2021 NFL Draft Profile: WR Nico Collins
Nico Collins has everything that NFL talent evaluators love coming out of college. He’s big, fast, has sure hands, and has incredible testing numbers. The only thing missing from his profile? Production.
Collins landed at Michigan as a highly touted recruit, and there were lofty expectations set for the young receiver. Unfortunately, Collins was the victim of poor offenses during his time at Michigan due to poor quarterback play. Shea Patterson wasn’t able to help Collins live up to expectations during his time there, and we never got to see the young receiver play with another signal-caller. Collins opted out of the 2020 CFB season, so it’s been a while since we’ve seen him on the football field.
The athletic profile and the traits are all there, but it’s tough to evaluate Collins due to the quarterback play. Collins was rarely even given a chance to make a play on the ball deep downfield due to Patterson’s inaccuracy, but when he had those opportunities, we saw flashes of brilliance.
So will an NFL team take a swing on the talented wideout and give him the draft capital he needs to be relevant for fantasy football? Or are there too many gaps that we could see Collins take a slide on draft day?
These questions are answered here in our scouting profile on Nico Collins:
Weight: 215 lbs.
Arms: 34 1/8
40-Yard Dash: 4.42
Vertical Jump: 37.5
Broad Jump: 125
Bench: 14 Reps
Short Shuttle: 4.29
3-Cone Drill: 6.78
Skills Breakdown (out of 100)
Route Running (74.5): Collins is a big-bodied receiver that can go up and highpoint the football.

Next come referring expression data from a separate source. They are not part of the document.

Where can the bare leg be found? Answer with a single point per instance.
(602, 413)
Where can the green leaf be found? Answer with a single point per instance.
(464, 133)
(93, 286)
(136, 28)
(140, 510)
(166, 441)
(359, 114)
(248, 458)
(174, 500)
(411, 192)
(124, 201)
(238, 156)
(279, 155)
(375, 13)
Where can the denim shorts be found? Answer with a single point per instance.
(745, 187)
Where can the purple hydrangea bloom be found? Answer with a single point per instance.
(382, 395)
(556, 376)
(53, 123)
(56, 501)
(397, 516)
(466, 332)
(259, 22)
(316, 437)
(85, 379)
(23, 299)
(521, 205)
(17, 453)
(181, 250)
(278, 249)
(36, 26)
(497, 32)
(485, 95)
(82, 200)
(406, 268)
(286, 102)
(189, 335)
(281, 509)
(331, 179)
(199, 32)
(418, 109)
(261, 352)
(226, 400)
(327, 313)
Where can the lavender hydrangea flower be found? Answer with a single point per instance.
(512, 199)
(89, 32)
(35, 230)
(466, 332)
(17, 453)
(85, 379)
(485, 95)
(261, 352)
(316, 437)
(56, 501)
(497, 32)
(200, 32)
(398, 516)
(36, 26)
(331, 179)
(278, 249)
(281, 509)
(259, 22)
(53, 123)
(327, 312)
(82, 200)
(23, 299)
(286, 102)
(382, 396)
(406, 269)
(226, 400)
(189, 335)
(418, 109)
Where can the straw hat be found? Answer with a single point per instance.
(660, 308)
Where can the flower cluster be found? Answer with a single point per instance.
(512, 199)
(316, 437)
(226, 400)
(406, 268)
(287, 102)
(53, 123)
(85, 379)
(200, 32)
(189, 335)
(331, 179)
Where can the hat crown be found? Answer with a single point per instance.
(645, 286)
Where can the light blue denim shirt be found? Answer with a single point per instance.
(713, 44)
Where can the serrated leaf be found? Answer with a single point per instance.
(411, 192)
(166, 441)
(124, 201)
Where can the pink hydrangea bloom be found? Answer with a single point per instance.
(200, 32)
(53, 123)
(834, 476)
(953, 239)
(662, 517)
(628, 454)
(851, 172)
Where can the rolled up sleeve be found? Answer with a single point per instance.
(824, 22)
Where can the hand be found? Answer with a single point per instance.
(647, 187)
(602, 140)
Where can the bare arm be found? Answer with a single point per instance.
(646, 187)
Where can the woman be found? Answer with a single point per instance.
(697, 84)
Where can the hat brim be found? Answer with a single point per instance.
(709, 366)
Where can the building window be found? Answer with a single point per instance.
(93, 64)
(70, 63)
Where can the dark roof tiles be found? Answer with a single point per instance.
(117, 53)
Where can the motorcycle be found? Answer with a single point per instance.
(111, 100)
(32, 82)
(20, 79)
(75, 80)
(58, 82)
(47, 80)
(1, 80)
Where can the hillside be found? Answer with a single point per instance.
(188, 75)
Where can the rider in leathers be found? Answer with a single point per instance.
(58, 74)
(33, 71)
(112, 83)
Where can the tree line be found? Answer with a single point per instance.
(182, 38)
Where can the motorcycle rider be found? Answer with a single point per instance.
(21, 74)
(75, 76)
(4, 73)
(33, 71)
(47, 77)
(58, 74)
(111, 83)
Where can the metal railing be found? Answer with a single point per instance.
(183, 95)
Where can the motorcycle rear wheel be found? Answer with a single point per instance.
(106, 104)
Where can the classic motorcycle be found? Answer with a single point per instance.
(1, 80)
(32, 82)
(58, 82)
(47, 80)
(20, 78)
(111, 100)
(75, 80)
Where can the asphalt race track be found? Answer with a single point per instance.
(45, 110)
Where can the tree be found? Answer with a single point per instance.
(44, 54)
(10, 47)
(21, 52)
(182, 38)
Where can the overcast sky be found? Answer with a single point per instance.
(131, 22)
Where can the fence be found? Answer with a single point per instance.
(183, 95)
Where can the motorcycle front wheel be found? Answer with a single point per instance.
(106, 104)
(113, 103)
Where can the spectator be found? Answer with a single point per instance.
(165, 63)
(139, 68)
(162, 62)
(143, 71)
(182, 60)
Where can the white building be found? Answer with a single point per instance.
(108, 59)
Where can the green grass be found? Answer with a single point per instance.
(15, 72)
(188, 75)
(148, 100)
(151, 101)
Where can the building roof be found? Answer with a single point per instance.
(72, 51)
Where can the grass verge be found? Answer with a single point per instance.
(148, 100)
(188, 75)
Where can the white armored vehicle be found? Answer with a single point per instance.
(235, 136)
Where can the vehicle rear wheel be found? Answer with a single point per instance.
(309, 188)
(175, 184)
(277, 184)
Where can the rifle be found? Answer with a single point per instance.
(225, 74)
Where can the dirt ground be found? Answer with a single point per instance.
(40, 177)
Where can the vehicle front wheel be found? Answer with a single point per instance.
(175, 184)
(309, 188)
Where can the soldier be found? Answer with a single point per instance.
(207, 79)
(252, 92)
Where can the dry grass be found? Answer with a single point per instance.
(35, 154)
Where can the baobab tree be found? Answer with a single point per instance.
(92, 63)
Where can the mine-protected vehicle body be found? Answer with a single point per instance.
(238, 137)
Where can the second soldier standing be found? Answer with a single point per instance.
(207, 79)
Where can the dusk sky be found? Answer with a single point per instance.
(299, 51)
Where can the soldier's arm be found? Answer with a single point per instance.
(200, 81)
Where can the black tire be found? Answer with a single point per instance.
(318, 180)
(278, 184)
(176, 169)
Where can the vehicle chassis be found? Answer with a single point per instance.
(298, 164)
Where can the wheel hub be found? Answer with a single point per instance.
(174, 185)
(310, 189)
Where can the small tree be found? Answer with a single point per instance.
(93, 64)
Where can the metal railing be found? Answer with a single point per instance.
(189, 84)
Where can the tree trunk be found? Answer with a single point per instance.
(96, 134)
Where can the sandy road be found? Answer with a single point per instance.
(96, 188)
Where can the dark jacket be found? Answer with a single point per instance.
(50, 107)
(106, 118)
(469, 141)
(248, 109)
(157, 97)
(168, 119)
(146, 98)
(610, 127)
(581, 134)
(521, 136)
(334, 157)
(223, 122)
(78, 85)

He runs a wide variety of routes, but he lacks refinement within the top of his breaks. Tends to round out his routes rather than snapping in and out. Works with his size well, though, and can be a vertical and intermediate threat.
Athleticism/Agility (75): Good athlete for his size. He lacks elite burst or agility, but he has good overall athleticism for being 220 pounds.
Hands (77): Solid receiving ability and good hand-eye coordination. No drops on tape and shows strong hands when going up to highpoint the ball.
Contested Catch Ability (78.5): Able to shield defenders off well due to his large frame in the middle of the field and can then go up and highpoint the football with his size and length. He understands how to create positioning deep downfield and put himself in the best possible position to make a play on the ball.
Run After Catch Ability (76.5): Certainly won’t break tackles consistently after the catch with his twitch or short-area quickness, but has more than enough speed to pull away from defenders if he’s able to take the reception in stride.
Release (75): Good release and able to fight off contact well at the LOS and get defenders routinely flipping their hips. He lacks the overall burst to take advantage of this, but it does give him slight leverage that he can then utilize his contested catch ability with.
Deep Ball Tracking (76): Hard evaluation due to playing with Shea Patterson. Passes were routinely airmailed or under-thrown, making it difficult to gauge Collins’ proficiency in this area. However, he did show an excellent ability to adjust to the ball on a back-shoulder throw in the end zone against Indiana in 2019. Limited sample size, but it seems the ability is there.
Speed (75): Possesses enough straight line speed to be a vertical threat downfield. He’s unlikely to break the 4.4’s in the 40-yard dash, but he has enough speed with his size to be a solid field-stretching option paired with his contested-catch ability.
Nico Collins can go up and get it! pic.twitter.com/obaGuOVxMs
– Kyle Yates (@KyleYNFL) March 4, 2021
One opt-out player who showed up looking different at Senior Bowl was @UMichFootball WR Nico Collins. @lbg_nico7 was 230 lbs on ’19 tape but weighed 215 lbs in Mobile. This rep winning vertical vs maybe the fastest player in the game, Oklahoma CB Tré Brown, is evidence of that. pic.twitter.com/Bduo0ev4Ec
– Jim Nagy (@JimNagy_SB) February 13, 2021
They Said It
Projected Draft Range
Due to the unknowns and the incomplete nature of his tape evaluation, it’s a mystery where Collins will go in the NFL Draft. However, in a draft that doesn’t feature many big-bodied possession receivers, a team is likely to take a swing on the talented wideout on Day 2.
Ideal Fantasy Landing Spot
The Kansas City Chiefs have a need at wide receiver opposite Tyreek Hill and Mecole Hardman, particularly a bigger-bodied receiver. Collins could easily be a target for them at the back end of round two, which would immediately elevate him into the late first-round Dynasty rookie draft conversation.
Equanimeous St. Brown was 6’4/214 coming out of Notre Dame and ran a 4.48 40-yard dash at the Combine. Collins stands at essentially an identical size but is just slightly faster. They should be utilized in a very similar role in the NFL. It’ll just be up to Collins to see if he can make more of an impact.